Reputation: 119
I have a programming interview tomorrow and I'm practicing for it. I read that one of the common questions is to find the first repeated character in a string, using the prototype
size_t FindFirstRepeatedChar ( char * );
The best solution I could come up with is
#include <string.h>
#include <vector>
char FindFirstRepeatedChar ( char * S )
{
/* Returns the index of the first repeated character in the string S.
Assume S does indeed contain a repeat.
*/
std::vector<bool> booVec(128,false)
for (char * c1(S), * c2(S+strlen(S)); c1 != c2; ++c1)
{
size_t i((size_t)*c1);
if (booVec[i] == false) booVec[i] = true;
else return (char)i;
}
}
but I'm wondering
(1) Is this wrong?
(2) If it's not wrong, is there any way I can save electrons, i.e. optimize it further?
(3) Is there a standard library algorithm that I can exploit to solve it in 1 line?
Upvotes: 0
Views: 130
Reputation: 16026
Issues:
What others observed already: the negative chars issue is worst because it will crash. Using vector is inefficient because it allocates memory dynamically, a usually expensive operation. Iterating the string once just for finding its end can be avoided by testing for the null char on the fly.

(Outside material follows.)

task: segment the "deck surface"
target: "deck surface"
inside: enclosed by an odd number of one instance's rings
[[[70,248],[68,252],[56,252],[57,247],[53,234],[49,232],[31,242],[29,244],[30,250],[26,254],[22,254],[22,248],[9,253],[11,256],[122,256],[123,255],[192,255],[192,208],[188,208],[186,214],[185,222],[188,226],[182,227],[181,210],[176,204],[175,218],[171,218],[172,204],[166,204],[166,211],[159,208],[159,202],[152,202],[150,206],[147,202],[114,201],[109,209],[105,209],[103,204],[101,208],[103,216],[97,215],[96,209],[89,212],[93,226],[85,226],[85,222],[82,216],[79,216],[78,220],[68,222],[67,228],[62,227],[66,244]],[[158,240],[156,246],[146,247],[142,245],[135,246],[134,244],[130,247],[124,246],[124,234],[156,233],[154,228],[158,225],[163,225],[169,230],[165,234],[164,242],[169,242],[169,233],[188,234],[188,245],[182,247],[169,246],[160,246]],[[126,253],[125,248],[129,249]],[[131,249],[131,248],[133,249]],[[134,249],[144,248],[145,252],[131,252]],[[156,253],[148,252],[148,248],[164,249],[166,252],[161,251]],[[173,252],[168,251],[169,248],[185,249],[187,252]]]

My main concern is that you silently changed the function's return type from what was required/specified. That's pretty bad in this case because a user only reading the specification/documentation would assume that FindFirstRepeatedChar
returns size_t. He could code
size_t firstRepIndex = S[FindFirstRepeatedChar ( char * S )];
which would not even lead to a warning because char has an integer promotion path to size_t. That "index" (in the range 1..255) can be out of range if S
is short so that indexing S
with it will be UB.
Returning a char also conveys less information than an index (where is the repetition?). Lastly, an index has values for "no repetition" (0 or the one-past the last element index), if some day you may want to test unknown strings. Chars do not have an "escape value" because in the general case a char can hold any bit pattern, including 0 (although in this case, since no length parameter is present, we must assume 0 terminated string arguments so that 0 can be used to indicate "not found").
Upvotes: 0
Reputation: 58271
I might try this:
char FindFirstRepeatedChar(char *S) {
size_t i = 1;
while (!memchr(S, S[i], i)) i++;
return S[i];
}
The repeat must appear in the first 256 characters (by the pigeon-hole principle), so this code always runs in O(1) time.
Upvotes: 0
Reputation: 4100
I'm thinking of ways to use regex matching. This works, assuming there is a duplicate. perl -pe '$_=reverse;s/(.*(.).*\2.*)/\2/s'
. It would be better if I could get rid of the reverse, though.
Upvotes: 0
Reputation: 11116
Your code has a few flaws.
First, char
may be signed or unsigned, and casting a signed char
to size_t
directly may have unintended consequences due to sign extension. This is only interesting of course, if you accept that any characters greater than 127 might exist, which your code currently does not support at all - if this is not the case, you can reduce the size of your vector
even further, though.
Second, you perform two iterations, one of which hits the whole string: strlen
can only perform its work by running over the whole string... We can add a little more trickery here by setting the initial value of booVec[0]
to true
: This will trigger the return
on the first occurrence, and thus allow us to completely remove the loop exit condition while improving safety.
Third, your code is not unicode aware, although this might be by design.
By replacing char*
s with char const*
s, we allow the code to work on e.g. string literals as well.
Finally, you can replace your usage of vector
with an array. This will slightly increase runtime memory usage, but will probably increase performance significantly (due to not requiring a heap allocation and no bit-manipulation to extract bits from the bitvector).
char FindFirstRepeatedChar(char const* S)
{
bool booVec[(std::numeric_limits<char>::max)()] = { true };
for (char const* c(S); ; ++c)
{
size_t i(static_cast<unsigned char>(*c));
if (booVec[i] == false) booVec[i] = true;
else return *c;
}
}
Finally, for the standard library: Since standard library algorithms require an end iterator, they will be less performant without additional trickery (e.g. writing an iterator type type with interesting semantics) which requires more code than your whole example.
Upvotes: 0
Reputation: 1737
Usually interviews aren't expecting you to say that this library already does it since they want to check if you can code and write an algorithm.
As to improve it, I would say in an interview they're probably not asking for the best optimization but more for something easy to read (which would also mean less risk of mistakes when you're writing it).
I would probably write a very simple nested loop within the first one. It is slower but very easy to write. I would move to your solution later if they ask me to make something faster.
The main bug you can get in that program is that you input a char
(usually 8 bits) and your vector stores only 128 elements so it will crash if there is a non ASCII character in the string.